How simple is the method of procedure! What would have happened if the great geniuses of the past had consciously used man’s innate ability as we are learning to use it today? They recognized the ability, but they were not living in what we call a scientific age; people in those days did not try to make conscious use of it. Now, for the first time in the history of man, people are consciously and definitely using the creative power of their thought. This means that in addition to trying to think straight at all times we shall take certain periods from the objective duties and pleasures of life to get quiet and create our mental picture of life as we would like to experience it.

We are human and we are going to make mistakes; we are going to say something we should not say, we are going to think something we should not think, we are going to do something that would have been better undone. There is no sin but a mistake and no punishment but an inevitable consequence. This does not mean we can go out and do anything we want, for the Law implies that if we hurt we will be hurt. But we must be flexible with others’ mistakes and flexible with our own; we should forgive ourselves everything that we have done that should not have been done, forgive everybody else everything they have done that they should not have done, and know that each shall come to learn the inevitability of Good.

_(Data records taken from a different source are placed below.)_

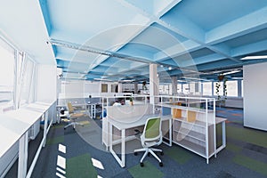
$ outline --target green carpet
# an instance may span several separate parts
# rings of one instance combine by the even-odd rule
[[[232,152],[239,152],[242,150],[241,147],[236,146],[232,143],[227,142],[226,149],[232,151]]]
[[[138,164],[128,169],[129,173],[132,174],[134,178],[139,178],[139,177],[140,178],[143,178],[143,177],[160,178],[164,176],[164,174],[149,161],[145,161],[143,165],[144,165],[143,167],[140,166],[140,165]]]
[[[180,165],[187,163],[191,158],[191,154],[182,148],[174,146],[165,150],[164,153],[174,159]]]
[[[57,144],[63,142],[64,142],[64,136],[60,136],[60,137],[55,137],[51,139],[47,138],[46,144],[52,145],[52,144]]]
[[[255,145],[267,148],[267,133],[248,128],[239,128],[227,125],[227,137],[250,142]]]
[[[253,171],[260,173],[265,176],[267,176],[267,164],[263,163],[255,159],[252,159],[248,157],[245,157],[242,155],[237,155],[233,161],[240,166],[246,166]]]
[[[67,159],[66,177],[96,178],[97,174],[88,153]]]

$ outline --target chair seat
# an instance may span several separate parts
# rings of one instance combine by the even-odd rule
[[[70,115],[70,117],[83,117],[85,114],[84,113],[74,113]]]

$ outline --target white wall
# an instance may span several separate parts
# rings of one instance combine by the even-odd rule
[[[244,66],[244,125],[267,131],[267,63]]]
[[[54,101],[57,97],[57,70],[55,65],[37,65],[36,99]]]

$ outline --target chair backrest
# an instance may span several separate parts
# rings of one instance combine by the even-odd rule
[[[72,104],[71,102],[68,102],[68,110],[69,110],[69,113],[74,113],[74,109],[72,107]]]
[[[150,117],[147,119],[143,136],[147,141],[153,141],[162,137],[160,117]]]

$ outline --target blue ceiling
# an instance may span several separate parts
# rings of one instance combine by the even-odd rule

The man who begins to do this finds life will become a continual series of transitions from less to more, from more to much; from good to better, and better to best. There is always the eternal upward spiraling unfoldment of the infinite Possibility through a limitless Principle.

Chapter 9 – YOU CREATE YOUR EXPERIENCE

Learn To Do It Right

Our individual intelligence has its source in the One Intel­ligence; however, this does not mean that every act of ours is intelligent. But even the most foolish act of ours would not be possible unless there were an intelligence by which we could commit the foolishness. It has been said that the greatest wrong is the suppositional opposite to the highest good.

One in all sincerity may ask: “If God is all there is, why is there poverty? why is there sickness? why is there pain? why is there unhappiness? Why is it that we can experience negation if God is all there is?” Only because we are real beings, immersed in the great Reality. So, if we use a Divine Energy with which to hurt ourselves, and if at the same time we might use that Energy to help ourselves, is this not possible because we are really free? But if we could use It only one way we would not be free. Consequently, it seems that any negative experience in life is bound up in our freedom, and the more we think about this the more we will conclude that the answer to every problem is in the problem. We therefore must try to determine what it is that creates and is having this experience.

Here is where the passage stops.